Dans cet article, l’autrice démontre comment l’utilisation de la torture a été banalisée par les autorités étatiques dans le cadre de ce qu’elles appellent la lutte contre le terrorisme. Et pour illustrer cela, je voulais vous parler de l’histoire d’Iratxe Sorzabal Diaz, actuellement emprisonnée en Espagne. Il s’agit ici de son récit, qu’elle a raconté au micro de Myriam Prévost. Iratxe Sorzabal Diaz est arrêtée en 2001 par la garde civile espagnole et torturée pendant 5 jours non stop à Madrid, dans les locaux de la garde civile. Son état physique est tellement critique que le médecin qui l'ausculte ordonne son hospitalisation. À l’issue de cette hospitalisation, elle est menacée par les gardes civils qui la forcent à apprendre par cœur des aveux. Ces aveux, elle les récite devant les autorités qui la condamnent. Elle portera ensuite plainte pour torture mais cette plainte ne sera pas réellement prise en compte et elle sera condamnée à 24 ans de prison. 

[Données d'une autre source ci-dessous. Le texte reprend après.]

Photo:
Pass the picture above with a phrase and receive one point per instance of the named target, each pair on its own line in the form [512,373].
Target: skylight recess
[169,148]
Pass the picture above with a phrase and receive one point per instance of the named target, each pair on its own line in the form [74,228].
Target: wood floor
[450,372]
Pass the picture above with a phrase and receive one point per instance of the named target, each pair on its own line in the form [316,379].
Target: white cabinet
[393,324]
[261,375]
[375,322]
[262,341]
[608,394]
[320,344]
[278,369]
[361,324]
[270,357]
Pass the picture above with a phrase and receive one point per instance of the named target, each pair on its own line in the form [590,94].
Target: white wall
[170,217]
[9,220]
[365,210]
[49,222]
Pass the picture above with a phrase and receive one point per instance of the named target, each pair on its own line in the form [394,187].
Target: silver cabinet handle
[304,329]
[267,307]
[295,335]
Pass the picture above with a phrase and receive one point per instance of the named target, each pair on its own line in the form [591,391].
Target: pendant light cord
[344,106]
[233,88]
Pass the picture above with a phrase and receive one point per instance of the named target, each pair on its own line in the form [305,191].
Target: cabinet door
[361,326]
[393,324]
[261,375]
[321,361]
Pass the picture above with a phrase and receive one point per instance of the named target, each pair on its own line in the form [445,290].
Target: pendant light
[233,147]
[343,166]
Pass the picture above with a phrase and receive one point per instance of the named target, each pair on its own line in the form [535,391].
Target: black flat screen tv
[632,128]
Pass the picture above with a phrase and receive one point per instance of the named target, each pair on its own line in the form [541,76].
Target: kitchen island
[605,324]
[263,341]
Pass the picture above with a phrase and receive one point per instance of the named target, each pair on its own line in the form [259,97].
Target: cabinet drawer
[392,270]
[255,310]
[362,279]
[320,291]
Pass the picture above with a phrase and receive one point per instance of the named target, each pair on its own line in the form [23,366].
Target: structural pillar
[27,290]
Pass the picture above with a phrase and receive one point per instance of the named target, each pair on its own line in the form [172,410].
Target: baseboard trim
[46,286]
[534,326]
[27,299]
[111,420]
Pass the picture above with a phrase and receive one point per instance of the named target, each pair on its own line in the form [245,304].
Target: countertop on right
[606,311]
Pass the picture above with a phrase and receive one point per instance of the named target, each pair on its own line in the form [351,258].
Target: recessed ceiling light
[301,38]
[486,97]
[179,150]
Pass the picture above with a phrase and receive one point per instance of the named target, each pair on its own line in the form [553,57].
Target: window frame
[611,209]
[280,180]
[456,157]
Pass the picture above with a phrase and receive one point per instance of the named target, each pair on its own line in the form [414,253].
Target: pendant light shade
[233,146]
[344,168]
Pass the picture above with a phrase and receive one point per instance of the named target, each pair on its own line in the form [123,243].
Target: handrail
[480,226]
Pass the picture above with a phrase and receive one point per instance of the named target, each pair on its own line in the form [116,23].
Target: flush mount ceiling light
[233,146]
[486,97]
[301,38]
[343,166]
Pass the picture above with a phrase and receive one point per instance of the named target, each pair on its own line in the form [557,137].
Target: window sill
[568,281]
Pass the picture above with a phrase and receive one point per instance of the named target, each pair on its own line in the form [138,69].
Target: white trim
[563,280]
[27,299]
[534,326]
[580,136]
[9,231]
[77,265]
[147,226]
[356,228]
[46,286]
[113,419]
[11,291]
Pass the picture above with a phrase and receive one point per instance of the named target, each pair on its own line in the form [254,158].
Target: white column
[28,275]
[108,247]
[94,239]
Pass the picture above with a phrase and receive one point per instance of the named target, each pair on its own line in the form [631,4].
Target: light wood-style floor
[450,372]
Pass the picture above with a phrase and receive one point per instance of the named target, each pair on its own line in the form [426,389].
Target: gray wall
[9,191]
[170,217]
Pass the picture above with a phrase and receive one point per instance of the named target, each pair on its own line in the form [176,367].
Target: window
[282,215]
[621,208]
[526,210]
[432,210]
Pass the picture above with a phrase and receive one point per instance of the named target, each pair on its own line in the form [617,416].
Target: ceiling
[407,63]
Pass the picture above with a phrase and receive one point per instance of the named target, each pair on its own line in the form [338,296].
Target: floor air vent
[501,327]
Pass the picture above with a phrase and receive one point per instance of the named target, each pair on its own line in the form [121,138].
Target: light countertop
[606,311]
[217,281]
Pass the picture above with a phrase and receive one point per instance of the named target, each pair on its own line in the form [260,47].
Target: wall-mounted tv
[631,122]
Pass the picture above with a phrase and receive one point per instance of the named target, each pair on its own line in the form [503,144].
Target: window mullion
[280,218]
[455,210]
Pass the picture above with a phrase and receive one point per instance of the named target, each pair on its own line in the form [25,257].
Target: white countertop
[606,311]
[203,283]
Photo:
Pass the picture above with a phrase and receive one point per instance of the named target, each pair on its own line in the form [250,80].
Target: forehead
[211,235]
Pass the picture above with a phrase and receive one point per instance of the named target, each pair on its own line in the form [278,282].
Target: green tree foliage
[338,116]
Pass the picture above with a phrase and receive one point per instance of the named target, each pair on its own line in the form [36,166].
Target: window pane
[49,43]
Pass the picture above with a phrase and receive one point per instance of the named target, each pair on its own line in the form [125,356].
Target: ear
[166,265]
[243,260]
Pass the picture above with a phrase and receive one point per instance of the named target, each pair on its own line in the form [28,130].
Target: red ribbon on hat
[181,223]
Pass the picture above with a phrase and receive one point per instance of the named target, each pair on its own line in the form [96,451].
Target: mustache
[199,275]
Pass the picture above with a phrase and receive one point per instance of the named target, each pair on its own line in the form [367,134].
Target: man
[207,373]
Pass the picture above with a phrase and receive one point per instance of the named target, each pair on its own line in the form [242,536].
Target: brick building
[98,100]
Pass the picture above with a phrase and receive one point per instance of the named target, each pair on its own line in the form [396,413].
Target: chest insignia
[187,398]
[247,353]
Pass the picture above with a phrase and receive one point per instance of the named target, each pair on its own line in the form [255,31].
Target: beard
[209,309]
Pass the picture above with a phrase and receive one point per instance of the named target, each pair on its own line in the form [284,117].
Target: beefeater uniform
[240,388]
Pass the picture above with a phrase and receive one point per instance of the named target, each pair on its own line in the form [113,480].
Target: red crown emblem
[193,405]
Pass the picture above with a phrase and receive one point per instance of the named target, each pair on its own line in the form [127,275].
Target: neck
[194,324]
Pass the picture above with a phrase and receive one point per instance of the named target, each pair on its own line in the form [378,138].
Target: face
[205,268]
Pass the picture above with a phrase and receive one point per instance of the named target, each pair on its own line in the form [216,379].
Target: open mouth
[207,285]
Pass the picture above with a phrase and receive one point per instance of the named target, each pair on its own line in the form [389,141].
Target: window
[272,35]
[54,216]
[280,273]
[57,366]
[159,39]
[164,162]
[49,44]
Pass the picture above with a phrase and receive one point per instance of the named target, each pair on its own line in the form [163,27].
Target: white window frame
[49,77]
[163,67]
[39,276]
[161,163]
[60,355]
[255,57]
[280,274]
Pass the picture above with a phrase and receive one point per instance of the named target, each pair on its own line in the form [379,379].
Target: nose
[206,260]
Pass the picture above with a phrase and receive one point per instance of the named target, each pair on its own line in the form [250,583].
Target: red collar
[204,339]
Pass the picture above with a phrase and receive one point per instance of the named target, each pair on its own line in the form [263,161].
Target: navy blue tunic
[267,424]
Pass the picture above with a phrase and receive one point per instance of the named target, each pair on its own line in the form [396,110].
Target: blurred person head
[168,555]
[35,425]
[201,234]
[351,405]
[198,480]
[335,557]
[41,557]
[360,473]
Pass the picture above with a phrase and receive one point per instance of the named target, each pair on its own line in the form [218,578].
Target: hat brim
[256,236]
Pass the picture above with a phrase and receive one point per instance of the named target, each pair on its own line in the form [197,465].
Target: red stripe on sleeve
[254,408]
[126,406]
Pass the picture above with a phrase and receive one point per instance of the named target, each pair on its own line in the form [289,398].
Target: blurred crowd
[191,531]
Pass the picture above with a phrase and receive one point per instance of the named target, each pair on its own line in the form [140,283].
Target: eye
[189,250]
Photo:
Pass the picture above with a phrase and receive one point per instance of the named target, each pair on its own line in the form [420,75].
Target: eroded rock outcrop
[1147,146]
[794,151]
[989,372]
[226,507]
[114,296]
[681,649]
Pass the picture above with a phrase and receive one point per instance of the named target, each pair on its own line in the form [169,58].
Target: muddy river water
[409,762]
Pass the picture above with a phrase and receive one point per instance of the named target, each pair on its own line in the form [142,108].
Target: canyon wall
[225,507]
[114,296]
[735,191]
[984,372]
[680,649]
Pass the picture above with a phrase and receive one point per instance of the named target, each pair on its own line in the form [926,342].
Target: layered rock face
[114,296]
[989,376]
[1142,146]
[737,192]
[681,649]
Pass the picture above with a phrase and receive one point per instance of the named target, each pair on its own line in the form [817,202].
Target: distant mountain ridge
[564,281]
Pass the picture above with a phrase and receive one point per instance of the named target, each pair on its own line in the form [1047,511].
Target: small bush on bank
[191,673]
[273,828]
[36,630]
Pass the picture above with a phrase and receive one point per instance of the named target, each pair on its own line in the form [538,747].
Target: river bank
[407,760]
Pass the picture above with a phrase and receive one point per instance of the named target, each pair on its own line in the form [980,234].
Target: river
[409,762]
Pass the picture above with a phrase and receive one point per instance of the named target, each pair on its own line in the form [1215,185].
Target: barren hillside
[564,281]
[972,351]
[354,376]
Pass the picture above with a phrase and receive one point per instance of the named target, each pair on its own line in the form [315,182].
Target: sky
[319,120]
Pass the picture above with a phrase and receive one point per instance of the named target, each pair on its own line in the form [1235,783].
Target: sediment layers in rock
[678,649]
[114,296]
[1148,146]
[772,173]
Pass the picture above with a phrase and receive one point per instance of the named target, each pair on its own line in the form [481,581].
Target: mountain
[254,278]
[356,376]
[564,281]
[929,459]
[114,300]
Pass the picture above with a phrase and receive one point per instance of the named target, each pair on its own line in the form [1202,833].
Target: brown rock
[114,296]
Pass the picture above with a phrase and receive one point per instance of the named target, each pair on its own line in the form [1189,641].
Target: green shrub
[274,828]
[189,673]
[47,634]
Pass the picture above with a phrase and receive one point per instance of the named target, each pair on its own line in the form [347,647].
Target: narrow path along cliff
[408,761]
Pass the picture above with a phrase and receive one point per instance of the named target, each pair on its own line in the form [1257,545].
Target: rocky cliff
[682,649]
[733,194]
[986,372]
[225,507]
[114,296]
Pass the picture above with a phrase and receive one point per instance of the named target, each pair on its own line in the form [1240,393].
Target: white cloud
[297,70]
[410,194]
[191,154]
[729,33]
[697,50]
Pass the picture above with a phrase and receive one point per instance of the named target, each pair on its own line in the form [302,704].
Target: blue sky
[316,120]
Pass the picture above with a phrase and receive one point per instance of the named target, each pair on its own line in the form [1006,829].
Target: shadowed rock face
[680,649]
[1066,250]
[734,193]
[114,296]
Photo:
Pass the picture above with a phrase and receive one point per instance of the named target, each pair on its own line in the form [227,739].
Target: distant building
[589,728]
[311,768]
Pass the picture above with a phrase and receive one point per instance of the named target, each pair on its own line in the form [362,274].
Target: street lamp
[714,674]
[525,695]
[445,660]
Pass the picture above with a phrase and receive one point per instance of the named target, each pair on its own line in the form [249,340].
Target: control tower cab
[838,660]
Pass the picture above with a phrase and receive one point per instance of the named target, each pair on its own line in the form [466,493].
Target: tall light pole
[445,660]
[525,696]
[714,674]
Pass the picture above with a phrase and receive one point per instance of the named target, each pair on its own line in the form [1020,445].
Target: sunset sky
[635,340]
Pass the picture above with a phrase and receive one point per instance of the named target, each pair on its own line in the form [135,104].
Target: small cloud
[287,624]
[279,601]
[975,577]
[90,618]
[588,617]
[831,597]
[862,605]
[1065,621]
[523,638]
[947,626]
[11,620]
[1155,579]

Comme elle, ce sont donc des milliers de personnes qui ont connu des actes de tortures étatiques pendant des décennies, des deux côtés de la frontière. L’histoire d’Iratxe Sorzabal Diaz prouve que les femmes n’ont pas été épargnées. D’après les chiffres de la fondation Euskal Memoria, parmi les 5 657 cas de torture qu’elle a étudiés, 902 concernent des femmes.